New Satellite Lets Anyone Experiment in Space

Cube Sattelite
A team of researchers is working on a 4-inch cube satellite that's made to cheaply carry people's experiments into space. Everyday citizens can buy experimentation time starting at $325. (Image credit: ppl4world on Kickstarter)

For a few hundred dollars, anyone can now buy time to run their own experiments aboard a small satellite set to launch next year. A physicist and two engineers are building a 4-inch (10 centimeters) cubic satellite designed to carry hobbyist processors into space and run citizen-written programs.

The researchers, including consultants to NASA's Ames Research Center, want to develop a cheap spacecraft that makes space science affordable to everyday people, according to their Kickstarter page. They're now gathering donations for spaceworthy hardware, assembly and launch.

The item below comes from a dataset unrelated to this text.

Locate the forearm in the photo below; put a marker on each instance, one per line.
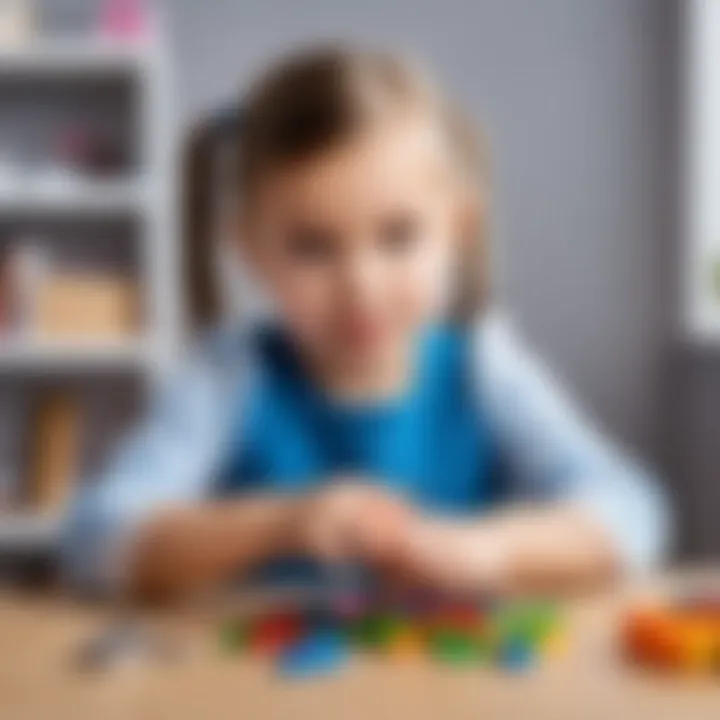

If funded, the ArduSat spacecraft will carry more than 25 sensors, including cameras, a Geiger counter, a device that measures magnetic fields and the world's first open-source spectrometer, called Spectrino. The ArduSat team has already wired the sensors together and they work as expected, according to their project page. Donors that buy experimentation time can use any of those sensors. The pricing for ArduSat time starts at $325 for three days.

To participate, would-be space scientists submit computer code that works on a hobbyists' processor called Arduino (the namesake of the ArduSat). Participants can write their own code, send something they've found on the Internet, or use the ArduSat team's library of template codes.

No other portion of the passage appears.